Goodwill and other intangible assets have been recorded on the books of the Corporation in connection with its acquisitions. Goodwill and other intangible assets are reviewed for potential impairment on an annual basis, or more often if events or circumstances indicate that there may be impairment. Goodwill is tested for impairment at the reporting unit level and an impairment loss is recorded to the extent that the carrying amount of goodwill exceeds its implied fair value. The Corporation employs general industry practices in evaluating the fair value of its goodwill and other intangible assets. The Corporation tests for impairment by first allocating its goodwill and other assets and liabilities, as necessary, to defined reporting units, which are generally the Bank, Univest Investments and Univest Insurance. After this allocation is completed, a two-step valuation process is applied, as required by ASC Topic 805. For the Bank, in Step 1, fair value is determined based on a market approach, which measures fair value based on trading multiples of independent publicly traded financial institutions of comparable sizes. If the fair value of the Bank exceeds its adjusted book value, no write-down of goodwill is necessary. If the fair value of any reporting unit is less than its adjusted book value, a Step 2 valuation procedure is required to assess the proper carrying value of the goodwill. The valuation procedures applied in a Step 2 valuation are similar to those that would be performed upon an acquisition, with the Step 1 fair value representing a hypothetical reporting unit purchase price. If the current market value does not exceed the net book value, impairment exists which requires an impairment charge to noninterest expense.
In its analysis of goodwill for Univest Insurance, Inc. and Univest Investments, Inc., the Corporation utilizes a net present value of cash flows of projected net income based on the compound annual growth rate of equity and a discount rate. The discount rate is calculated by utilizing the cost of equity and the cost of debt methods. The fair value that is calculated is compared to the net book value of each company. If the fair value exceeds the net book value, no impairment exists. If the fair value of any reporting unit is less than its adjusted book value, a Step 2 valuation procedure is required to assess the proper carrying value of the goodwill. The valuation procedures applied in a Step 2 valuation are similar to those that would be performed upon an acquisition, with the Step 1 fair value representing a hypothetical reporting unit purchase price. If the current market value does not exceed the net book value, impairment exists which requires an impairment charge to noninterest expense.
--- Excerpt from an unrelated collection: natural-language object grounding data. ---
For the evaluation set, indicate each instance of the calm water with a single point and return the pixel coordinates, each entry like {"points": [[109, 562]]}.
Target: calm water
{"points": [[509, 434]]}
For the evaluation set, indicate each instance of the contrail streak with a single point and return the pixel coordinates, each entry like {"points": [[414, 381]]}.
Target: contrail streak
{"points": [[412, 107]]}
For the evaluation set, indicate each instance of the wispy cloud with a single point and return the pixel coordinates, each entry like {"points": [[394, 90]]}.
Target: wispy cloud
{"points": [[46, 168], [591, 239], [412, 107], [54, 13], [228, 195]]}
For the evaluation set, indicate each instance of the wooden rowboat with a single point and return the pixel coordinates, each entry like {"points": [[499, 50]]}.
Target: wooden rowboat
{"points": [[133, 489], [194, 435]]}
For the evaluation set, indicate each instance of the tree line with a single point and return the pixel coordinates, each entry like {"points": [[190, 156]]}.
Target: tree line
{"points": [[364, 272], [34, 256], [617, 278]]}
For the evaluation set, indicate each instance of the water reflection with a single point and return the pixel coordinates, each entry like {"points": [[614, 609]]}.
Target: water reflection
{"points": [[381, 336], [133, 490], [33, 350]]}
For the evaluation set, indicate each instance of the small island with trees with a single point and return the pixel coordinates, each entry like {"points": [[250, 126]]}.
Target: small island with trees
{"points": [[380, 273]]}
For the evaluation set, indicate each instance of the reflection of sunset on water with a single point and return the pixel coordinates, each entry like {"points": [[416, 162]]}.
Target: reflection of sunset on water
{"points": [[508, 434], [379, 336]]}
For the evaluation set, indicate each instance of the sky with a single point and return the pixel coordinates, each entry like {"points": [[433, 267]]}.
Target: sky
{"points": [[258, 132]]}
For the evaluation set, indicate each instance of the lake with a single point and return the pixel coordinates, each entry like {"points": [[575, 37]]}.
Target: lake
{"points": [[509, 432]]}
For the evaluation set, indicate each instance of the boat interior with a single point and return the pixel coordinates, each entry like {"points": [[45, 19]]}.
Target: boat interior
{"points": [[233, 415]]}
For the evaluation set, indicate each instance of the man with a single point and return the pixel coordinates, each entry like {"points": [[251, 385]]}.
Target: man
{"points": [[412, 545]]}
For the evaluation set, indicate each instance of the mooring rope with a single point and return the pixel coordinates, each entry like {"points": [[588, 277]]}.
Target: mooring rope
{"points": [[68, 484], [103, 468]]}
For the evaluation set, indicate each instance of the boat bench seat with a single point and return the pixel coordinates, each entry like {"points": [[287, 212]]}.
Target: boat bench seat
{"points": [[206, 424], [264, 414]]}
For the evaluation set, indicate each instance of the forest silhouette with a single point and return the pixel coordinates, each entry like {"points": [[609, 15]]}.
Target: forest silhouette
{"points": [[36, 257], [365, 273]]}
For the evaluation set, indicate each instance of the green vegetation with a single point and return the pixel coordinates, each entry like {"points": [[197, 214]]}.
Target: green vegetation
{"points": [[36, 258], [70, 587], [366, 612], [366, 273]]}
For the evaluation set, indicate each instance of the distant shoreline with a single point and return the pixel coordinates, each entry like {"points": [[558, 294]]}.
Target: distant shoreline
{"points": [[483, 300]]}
For other intangible assets, changes in the useful life or economic value of acquired assets may require a reduction in the asset value carried on the financial statements of the Corporation and a related charge in the statement of operations. Such changes in asset value could result from a change in market demand for the products or services offered by an acquired business or by reductions in the expected profit margins that can be obtained through the future delivery of the acquired product or service line.
The Corporation has mortgage servicing rights for mortgages it originated, subsequently sold and retained servicing. The value of the rights is booked as income when the corresponding mortgages are sold. The income booked at sale is the estimated present value of the cash flows that will be received from servicing the loans over the entire future term. The term of a servicing right can be reasonably estimated using prepayment assumptions of comparable assets priced in the secondary market. As mortgage rates being offered to the public decrease, the life of loan servicing rights tends to shorten, as borrowers have increased incentive to refinance. Shortened loan servicing lives require changes in the value of the servicing rights that have already been recorded to be marked down in the statement of operations of the servicing company. This may cause a material change in reported operations for the Corporation depending on the size of the servicing portfolio and the degree of change in the prepayment speed of the type and coupon of loans being serviced.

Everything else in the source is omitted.